La casa se sentía vacía. Como si con ella se hubiesen ido no solo el sonido, sino también el color y el aroma.
Es por eso que el trabajo después de clases había resultado ser una agradable distracción. Salvo el hecho de la compañía de cierta individua que no dejaba de incomodarme, y que había aparecido por sorpresa, no sola.
—Creo que le gustas —susurró Josué. Él era el más divertido con la situación. Y es que además ella no hacía ni siquiera el intento de ocultar sus intenciones. Era descarada, y lo disfrutaba. Me coqueteaba abiertamente y lanzaba miradas furtivas que me entorpecían a causa de los nervios. La niña tímida había sido una alucinación mía, al parecer—. Síp, en definitiva.

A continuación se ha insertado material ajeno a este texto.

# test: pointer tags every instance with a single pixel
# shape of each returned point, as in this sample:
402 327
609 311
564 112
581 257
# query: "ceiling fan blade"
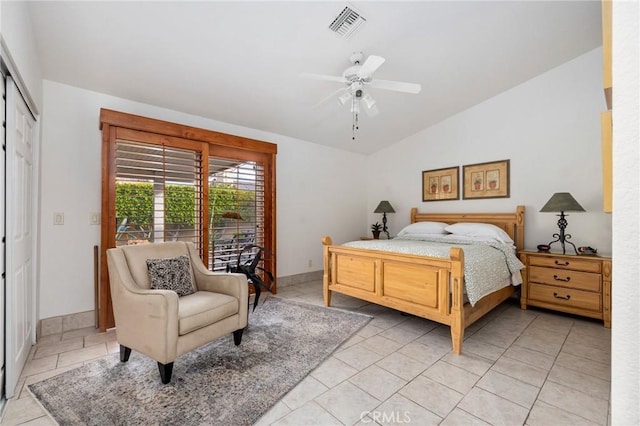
398 86
372 63
373 111
333 95
323 77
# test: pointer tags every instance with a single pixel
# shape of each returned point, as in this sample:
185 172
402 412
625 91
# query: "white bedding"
489 264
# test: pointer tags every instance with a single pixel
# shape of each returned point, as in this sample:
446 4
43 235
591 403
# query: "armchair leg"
124 353
165 372
237 336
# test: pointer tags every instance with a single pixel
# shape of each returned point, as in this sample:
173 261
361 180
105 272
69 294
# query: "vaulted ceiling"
240 62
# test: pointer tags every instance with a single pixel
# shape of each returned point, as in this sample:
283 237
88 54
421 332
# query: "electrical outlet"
58 218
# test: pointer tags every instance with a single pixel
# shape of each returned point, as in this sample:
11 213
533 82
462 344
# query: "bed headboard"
512 223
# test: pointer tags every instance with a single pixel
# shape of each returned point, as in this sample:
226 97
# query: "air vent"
347 22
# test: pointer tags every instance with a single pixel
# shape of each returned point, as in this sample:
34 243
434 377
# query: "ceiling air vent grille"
347 22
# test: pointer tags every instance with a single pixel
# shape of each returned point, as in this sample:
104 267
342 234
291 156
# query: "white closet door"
20 286
2 234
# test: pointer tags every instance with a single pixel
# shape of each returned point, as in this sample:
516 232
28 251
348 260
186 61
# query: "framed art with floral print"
486 180
440 184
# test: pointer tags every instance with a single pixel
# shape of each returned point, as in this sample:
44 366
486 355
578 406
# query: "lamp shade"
384 207
562 202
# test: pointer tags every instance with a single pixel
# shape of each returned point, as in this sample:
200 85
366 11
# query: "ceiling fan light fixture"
355 106
344 98
368 100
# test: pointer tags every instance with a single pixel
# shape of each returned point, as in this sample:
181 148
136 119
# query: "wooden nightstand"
578 285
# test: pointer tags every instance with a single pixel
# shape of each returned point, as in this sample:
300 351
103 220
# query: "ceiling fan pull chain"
354 126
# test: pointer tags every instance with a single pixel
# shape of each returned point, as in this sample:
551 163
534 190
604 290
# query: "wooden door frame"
110 121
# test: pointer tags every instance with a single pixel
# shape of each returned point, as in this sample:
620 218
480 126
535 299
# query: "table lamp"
384 207
562 202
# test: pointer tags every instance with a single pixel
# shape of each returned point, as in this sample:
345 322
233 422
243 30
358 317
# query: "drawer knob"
557 278
567 297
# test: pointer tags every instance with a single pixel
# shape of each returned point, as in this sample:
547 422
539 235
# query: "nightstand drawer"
565 297
566 278
573 263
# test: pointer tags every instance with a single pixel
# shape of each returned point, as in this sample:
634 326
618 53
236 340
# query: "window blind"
236 208
158 193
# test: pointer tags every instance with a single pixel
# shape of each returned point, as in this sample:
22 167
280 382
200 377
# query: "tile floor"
518 367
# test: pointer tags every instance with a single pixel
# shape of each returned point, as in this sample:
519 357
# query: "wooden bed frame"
428 287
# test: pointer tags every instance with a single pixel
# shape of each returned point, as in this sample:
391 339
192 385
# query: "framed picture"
486 180
440 184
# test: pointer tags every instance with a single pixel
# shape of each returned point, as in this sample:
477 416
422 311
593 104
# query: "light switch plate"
58 218
94 218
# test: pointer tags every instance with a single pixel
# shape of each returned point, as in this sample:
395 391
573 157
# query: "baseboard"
64 323
299 278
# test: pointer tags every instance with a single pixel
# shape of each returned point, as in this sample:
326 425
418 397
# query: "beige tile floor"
518 367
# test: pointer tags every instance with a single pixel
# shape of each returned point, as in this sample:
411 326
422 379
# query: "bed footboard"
427 287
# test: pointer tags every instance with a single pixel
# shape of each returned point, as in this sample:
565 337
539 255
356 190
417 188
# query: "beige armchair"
162 325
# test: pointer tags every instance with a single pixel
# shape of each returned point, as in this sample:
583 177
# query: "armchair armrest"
235 285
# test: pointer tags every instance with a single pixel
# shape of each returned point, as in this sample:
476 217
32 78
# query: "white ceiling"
239 62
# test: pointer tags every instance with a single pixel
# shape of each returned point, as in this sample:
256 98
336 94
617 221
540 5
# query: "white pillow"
479 230
424 228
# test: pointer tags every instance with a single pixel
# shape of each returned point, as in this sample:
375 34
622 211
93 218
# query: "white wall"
625 365
549 129
312 197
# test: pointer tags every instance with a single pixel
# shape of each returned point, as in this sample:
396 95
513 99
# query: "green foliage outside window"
134 201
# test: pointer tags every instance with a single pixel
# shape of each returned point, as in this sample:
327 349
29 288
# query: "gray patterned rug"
217 384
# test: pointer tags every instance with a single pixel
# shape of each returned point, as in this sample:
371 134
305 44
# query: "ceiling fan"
356 78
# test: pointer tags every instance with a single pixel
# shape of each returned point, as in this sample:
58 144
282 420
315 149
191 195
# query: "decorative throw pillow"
424 228
171 273
479 230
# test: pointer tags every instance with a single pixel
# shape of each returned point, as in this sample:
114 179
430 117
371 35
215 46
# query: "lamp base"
563 238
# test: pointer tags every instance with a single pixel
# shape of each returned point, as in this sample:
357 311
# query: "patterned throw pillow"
171 273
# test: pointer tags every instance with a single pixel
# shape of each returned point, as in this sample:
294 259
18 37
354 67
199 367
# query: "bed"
426 286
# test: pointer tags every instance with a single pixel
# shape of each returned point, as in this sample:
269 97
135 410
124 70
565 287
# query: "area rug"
217 384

—Josué. Mejor ayúdame con las sillas. Llevas de a una, y a ese ritmo nos llevará una eternidad. Lleva de a cuatro, dos por lado —le señalé, explicándole que se podía colocar una silla sobre otra y sostener cada par por separado de una forma que no era incómoda—. Eres alto, no es un problema para ti.
El chico no estaba acostumbrado a trabajar, y se notaba. Era torpe y lento, casi como si sus brazos fueran de hilo y pudieran cortarse en cualquier momento. Me reí ante su vago esfuerzo por montar una silla sobre otra. Su cara era de completa concentración, como si ese enlace no fuera el de unas simples sillas plásticas, sino el de una bomba atómica.
—No te rías, es mi primera vez —se excusó.
—Y la última, seguramente —me burlé.
Nos habían solicitado trasladar todas las cosas de la bodega del gimnasio, que se encontraba en el piso -1, hasta su superficie. Por ende teníamos que subir alrededor de quince escalones empinados. Con Josué nos ofrecimos, puesto que la otra opción era decorar, cosa que nunca se me ha dado y mucho menos a él.
—¡Yo! ¡Nosotras! ¡Nosotras! —había gritado Isabella, entusiasmada. De una forma que nadie se explicaba, había convencido a la chica que se sentaba a su lado en todas las clases, la misma que había dicho que no nos quitaran la oportunidad.
Solo éramos cuatro estudiantes. El profesor de matemáticas era el que dirigía todo, así que fácilmente accedió ante su entusiasmo y les explicó su tarea.
Ellas se encontraban recortando material sobre un conjunto de mesas que habían ordenado, justo al lado de donde teníamos que dejar todas las sillas con Josué.
Para el cuarto viaje, ambos sudábamos tanto que nos habíamos sacado la chaqueta y quedado únicamente con la camisa blanca remangada hasta los codos, sin la corbata ni los dos últimos botones del cuello.
—¡Qué horror, chicos! —exclamó el profesor al vernos en ese estado tan decrépito y desaliñado. Después de habernos dado las órdenes había desaparecido para ir a la sala de profesores por un café—. Aguarden un momento, esto es mi culpa. Regreso enseguida con algo para ustedes.
Dejó su taza humeante sobre la mesa donde estaban trabajando las chicas, y volvió por sobre sus pasos, saliendo una vez más por la entrada principal.
—Mmh, yo no me quejó, la verdad —mencionó la pelirroja, mirándome directamente. Aparté la mirada y me senté en el suelo, dándole la espalda para descansar un momento. Estábamos haciendo el trabajo más eficiente a costa de más de nuestro esfuerzo físico, y la ropa no era la más cómoda—. No me quejo nada de nada.
Josué se rio por lo bajo y yo simplemente negué, sacando el celular para ver si tenía algún mensaje o noticia de mamá. El día anterior dejó de conocerme por un momento, y me asusté. Me asusté en serio. Tanto que, ante su desconcierto, corrí preocupado en busca de un doctor, quien me explicó que su tumor estaba creciendo y la falta de memoria era una de sus secuelas, junto con la posible parcial disminución de visión.